Owe przeszkody i wątpliwości uwzględniane są nawet w przypadku przybyszów uwikłanych w konflikt z prawem, pozwalając imigrantom-kryminalistom pozostawać na terenie Niemiec. Policja i sądownictwo są zupełnie bezradne w walce z przestępczością klanów i band rekrutujących się spośród imigrantów.

Nie przeciwdziała się też konsekwentnie kolejnym masowym przenikaniom nielegalnych imigrantów przez niemieckie granice. A określana jako »akcja ratunkowa« działalność niemieckich NGO-sów, których statki przemycają ludzi przez Morze Śródziemne, jest wciąż tolerowana. Poza tym, setki tysięcy nielegalnych przybyszów rozpłynęło się po prostu w tłumie i są de facto tolerowane w naszym kraju.

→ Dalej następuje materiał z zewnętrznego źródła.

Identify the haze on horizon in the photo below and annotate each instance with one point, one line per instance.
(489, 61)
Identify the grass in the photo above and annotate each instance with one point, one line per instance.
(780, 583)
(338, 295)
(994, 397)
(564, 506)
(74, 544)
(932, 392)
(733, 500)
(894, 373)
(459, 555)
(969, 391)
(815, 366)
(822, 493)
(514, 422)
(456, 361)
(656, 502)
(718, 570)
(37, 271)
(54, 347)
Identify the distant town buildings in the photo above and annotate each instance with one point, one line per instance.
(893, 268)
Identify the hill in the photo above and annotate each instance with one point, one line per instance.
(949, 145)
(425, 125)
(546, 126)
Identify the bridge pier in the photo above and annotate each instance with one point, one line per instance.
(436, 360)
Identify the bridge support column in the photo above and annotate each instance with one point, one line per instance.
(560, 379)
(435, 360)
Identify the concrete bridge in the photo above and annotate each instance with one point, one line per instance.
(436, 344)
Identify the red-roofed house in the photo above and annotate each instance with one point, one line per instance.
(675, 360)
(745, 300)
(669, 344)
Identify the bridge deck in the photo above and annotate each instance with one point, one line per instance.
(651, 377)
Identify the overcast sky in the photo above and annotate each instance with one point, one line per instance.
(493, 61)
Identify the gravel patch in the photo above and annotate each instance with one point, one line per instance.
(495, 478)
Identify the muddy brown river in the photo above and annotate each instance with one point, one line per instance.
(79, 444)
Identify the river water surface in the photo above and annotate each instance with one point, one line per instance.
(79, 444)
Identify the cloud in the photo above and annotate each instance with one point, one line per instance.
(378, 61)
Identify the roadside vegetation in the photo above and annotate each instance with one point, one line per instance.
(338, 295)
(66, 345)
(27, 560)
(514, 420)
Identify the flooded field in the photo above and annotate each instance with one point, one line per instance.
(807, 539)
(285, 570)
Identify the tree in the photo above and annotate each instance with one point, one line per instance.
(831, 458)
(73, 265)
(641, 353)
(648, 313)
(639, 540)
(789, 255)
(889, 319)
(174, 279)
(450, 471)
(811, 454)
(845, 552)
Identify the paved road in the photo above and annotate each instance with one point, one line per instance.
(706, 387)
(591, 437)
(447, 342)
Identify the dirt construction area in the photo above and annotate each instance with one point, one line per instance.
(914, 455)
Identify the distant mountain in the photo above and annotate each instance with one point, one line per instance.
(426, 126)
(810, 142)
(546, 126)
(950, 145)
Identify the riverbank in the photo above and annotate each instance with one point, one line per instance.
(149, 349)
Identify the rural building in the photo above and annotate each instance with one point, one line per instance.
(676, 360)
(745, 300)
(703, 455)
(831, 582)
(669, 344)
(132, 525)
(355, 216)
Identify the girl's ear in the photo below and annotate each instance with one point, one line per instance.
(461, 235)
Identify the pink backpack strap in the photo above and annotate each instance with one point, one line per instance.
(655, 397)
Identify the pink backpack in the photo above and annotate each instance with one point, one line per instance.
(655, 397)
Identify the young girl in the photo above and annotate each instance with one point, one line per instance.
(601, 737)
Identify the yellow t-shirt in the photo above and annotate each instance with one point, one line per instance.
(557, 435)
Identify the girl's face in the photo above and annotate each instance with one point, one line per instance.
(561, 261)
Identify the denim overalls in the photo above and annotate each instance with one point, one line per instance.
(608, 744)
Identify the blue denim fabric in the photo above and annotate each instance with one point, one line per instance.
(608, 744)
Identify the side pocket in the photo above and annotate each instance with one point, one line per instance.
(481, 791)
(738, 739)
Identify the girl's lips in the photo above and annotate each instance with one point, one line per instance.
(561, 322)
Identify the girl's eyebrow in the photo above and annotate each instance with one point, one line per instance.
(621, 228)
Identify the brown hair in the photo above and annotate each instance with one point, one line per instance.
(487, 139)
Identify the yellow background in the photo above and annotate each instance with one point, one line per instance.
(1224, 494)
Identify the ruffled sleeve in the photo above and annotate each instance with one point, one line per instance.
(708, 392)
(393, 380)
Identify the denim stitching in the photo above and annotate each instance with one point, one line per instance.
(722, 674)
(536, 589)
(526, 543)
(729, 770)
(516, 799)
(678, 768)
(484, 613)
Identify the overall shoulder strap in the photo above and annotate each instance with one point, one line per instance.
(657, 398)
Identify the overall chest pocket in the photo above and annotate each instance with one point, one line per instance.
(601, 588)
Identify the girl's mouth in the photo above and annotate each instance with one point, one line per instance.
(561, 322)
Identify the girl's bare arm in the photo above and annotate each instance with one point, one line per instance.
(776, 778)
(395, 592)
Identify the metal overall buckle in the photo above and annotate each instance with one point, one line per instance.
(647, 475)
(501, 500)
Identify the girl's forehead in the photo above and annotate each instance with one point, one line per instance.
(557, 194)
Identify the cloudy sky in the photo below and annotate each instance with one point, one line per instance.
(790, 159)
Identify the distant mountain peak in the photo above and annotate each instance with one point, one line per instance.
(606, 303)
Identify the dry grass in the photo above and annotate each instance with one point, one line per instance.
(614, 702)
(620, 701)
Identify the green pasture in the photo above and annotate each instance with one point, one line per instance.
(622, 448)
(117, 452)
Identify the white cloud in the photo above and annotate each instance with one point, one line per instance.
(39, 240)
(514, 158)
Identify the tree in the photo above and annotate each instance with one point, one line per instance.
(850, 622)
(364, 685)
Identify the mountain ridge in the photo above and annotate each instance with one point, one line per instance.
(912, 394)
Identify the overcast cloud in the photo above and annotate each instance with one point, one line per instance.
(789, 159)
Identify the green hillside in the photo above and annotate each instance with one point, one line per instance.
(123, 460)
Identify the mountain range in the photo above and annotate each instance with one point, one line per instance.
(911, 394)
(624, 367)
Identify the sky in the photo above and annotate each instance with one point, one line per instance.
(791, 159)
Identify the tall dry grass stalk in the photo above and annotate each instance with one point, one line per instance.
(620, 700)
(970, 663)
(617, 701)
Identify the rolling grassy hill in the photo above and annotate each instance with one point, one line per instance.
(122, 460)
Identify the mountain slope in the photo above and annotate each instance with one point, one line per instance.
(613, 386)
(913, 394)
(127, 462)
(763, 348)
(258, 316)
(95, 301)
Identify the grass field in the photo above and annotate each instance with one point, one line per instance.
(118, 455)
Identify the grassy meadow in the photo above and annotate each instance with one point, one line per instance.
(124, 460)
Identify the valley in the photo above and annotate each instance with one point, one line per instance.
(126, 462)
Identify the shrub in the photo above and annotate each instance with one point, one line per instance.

Niemiecki rząd, politycy oraz media w sferze werbalnej zupełnie nie rozróżniają imigrantów nielegalnych oraz tych, którym nie przysługuje prawo do azylu, od imigrantów legalnych i rzeczywistych uchodźców starających się o azyl, co daje nieprzysługujące korzyści pewnym grupom przybyszów.

Niemiecki rząd, nasza klasa polityczna i media nie są w stanie nawet zdefiniować perspektywicznego, długofalowego celu niemieckiej polityki integracyjnej, czyli albo chcemy mieć multikulturalne, niehomogeniczne społeczeństwo, albo też pełną asymilację przybyszów.

° Zamiast tego rząd federalny próbuje nielegalną imigrację zastąpić równie wielkim napływem zalegalizowanym, zagwarantowanym na podstawie bilateralnych umów z krajami pochodzenia i krajami tranzytowymi.

° Zamiast tego poprzez czysto administracyjne zmiany próbuje się część owego dokonanego już, nieuregulowanego napływu imigrantów przekształcić w imigrację legalną i uregulowaną.

° Zamiast tego zaniedbuje się konieczność natychmiastowych działań w ramach wewnątrz-niemieckich rozwiązań tego jakże naglącego problemu, zasłaniając się odpowiedzialnością całej Unii Europejskiej.

° Zamiast tego nie wyjaśnia się, co tak naprawdę rozumie się pod pojęciem integracji, multikulturalizmu czy też daleko-perspektywicznej asymilacji.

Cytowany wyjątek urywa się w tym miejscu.